Ihr Leitfaden für Tierfotografie.

Erfahren Sie alles über den bengalkuckuck, analysieren Sie ihr Verhalten, bereiten Sie Ihre Aufnahmen vor.

Wo man den bengalkuckuck in seinem natürlichen Lebensraum beobachten und fotografieren kann

Erfahre, wann und wo du den bengalkuckuck in freier Wildbahn beobachten kannst, wie du die Art anhand ihrer typischen Merkmale erkennst und welche Lebensräume sie bevorzugt.

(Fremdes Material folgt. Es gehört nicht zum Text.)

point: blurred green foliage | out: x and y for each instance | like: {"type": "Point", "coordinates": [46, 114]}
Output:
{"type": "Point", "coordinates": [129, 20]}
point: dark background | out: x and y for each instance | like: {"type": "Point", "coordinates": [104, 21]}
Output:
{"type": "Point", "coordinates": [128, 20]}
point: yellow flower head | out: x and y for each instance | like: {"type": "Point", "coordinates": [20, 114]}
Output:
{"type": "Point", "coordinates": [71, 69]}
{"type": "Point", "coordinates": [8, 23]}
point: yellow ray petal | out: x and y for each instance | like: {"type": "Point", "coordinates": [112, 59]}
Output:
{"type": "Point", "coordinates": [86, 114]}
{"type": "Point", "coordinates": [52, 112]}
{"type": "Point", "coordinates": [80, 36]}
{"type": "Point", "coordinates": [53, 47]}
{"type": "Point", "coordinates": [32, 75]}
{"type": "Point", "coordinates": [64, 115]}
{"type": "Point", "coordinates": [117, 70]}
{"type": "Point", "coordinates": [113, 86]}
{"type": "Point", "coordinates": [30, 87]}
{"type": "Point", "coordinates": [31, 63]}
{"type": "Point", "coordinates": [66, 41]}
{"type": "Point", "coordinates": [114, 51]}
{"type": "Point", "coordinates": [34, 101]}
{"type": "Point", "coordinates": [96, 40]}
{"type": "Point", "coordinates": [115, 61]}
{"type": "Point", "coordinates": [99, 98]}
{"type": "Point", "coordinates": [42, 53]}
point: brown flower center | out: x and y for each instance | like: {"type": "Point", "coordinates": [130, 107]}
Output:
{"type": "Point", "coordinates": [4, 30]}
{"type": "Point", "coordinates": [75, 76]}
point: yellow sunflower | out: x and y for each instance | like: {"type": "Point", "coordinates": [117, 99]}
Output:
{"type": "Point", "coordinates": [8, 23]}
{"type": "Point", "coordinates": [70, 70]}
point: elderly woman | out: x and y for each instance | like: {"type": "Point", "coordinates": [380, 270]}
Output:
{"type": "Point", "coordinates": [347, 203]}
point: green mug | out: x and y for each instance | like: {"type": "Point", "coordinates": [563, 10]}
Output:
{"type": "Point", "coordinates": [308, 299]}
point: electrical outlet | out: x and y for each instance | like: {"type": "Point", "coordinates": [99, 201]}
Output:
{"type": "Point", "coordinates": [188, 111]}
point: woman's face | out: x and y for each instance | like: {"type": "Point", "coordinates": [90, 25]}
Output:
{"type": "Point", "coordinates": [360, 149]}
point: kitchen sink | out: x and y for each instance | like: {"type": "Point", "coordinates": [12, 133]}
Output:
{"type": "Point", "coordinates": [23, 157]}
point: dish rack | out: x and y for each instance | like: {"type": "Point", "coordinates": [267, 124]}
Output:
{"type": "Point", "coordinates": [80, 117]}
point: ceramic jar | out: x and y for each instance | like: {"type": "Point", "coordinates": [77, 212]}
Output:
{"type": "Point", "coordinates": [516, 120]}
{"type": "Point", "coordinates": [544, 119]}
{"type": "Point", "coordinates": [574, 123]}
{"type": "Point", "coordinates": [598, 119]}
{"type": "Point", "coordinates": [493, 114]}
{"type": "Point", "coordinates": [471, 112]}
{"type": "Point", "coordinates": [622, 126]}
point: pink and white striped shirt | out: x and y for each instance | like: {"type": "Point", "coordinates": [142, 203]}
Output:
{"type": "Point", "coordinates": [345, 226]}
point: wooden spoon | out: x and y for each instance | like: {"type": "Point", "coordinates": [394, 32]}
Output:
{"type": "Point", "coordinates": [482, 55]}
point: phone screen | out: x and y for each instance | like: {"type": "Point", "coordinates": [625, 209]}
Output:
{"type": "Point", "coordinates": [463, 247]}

Die App WildlifePhotographer bietet dir gezielte Fototipps, die auf das Verhalten von den bengalkuckuck abgestimmt sind – für bessere Aufnahmen in der Natur. In der vollständigen Artbeschreibung findest du alle wichtigen Informationen: Merkmale, Lebensraum, Aktivitätszeiten und Annäherungstechniken.

Bengalkuckuck

Wissenschaftlicher Name: Centropus bengalensis


Bengalkuckuck

Rote-Liste-Status: Nicht gefährdet

Familie: CUCULIDAE

Gruppe: Vögel

Empfindlichkeit gegenüber Menschen: Misstrauisch

Mindestabstand: 10 m

Balzzeit: Juni bis August

Brutzeit: 14-16 jours

Schlüpfen: Juni bis August


Lebensraum:
Tropische Wälder, Sümpfe, feuchte Wiesen

Aktivitätszeit:
Hauptsächlich tagsüber aktiv, mit Aktivitätshöhepunkten am Morgen und späten Nachmittag.

Bestimmung und Beschreibung:
Der Bengalkuckuck, oder Centropus bengalensis, ist ein faszinierender Vogel aus der Familie der Cuculidae. Er kommt hauptsächlich in den feuchten und sumpfigen Regionen Süd- und Südostasiens vor. Dieser Vogel zeichnet sich durch sein dunkelbraunes Gefieder und seine rostroten Flügel aus, die im Kontrast zu seinem schwarzen Kopf und Schwanz stehen. Der Kuckuck ist ein mittelgroßer Vogel, der etwa 40 bis 50 cm lang ist. Er ist bekannt für sein diskretes Verhalten und seine Fähigkeit, sich lautlos durch dichtes Unterholz zu bewegen. Der Bengalkuckuck ist ein opportunistischer Räuber, der sich von Insekten, kleinen Reptilien und manchmal kleinen Säugetieren ernährt. Obwohl er hauptsächlich am Boden lebt, kann er kurze Strecken fliegen.

Empfohlenes Objektiv:
400 mm – je nach Distanz, gewünschter Bildwirkung (Porträt oder Lebensraum) und Annäherungsbedingungen anpassen.

Fototipps:
Um den Bengalkuckuck zu fotografieren, empfiehlt es sich, ein Teleobjektiv von mindestens 400 mm zu verwenden, um detaillierte Bilder aus der Ferne aufzunehmen. Suchen Sie ihn früh morgens oder spät nachmittags, wenn das Licht weich ist und der Vogel aktiver ist. Seien Sie geduldig und diskret, da dieser Vogel misstrauisch ist und sich lieber im dichten Unterholz versteckt. Verwenden Sie ein Stativ, um Ihre Kamera zu stabilisieren, und passen Sie die ISO-Einstellungen an, um die Lichtverhältnisse im Unterholz auszugleichen.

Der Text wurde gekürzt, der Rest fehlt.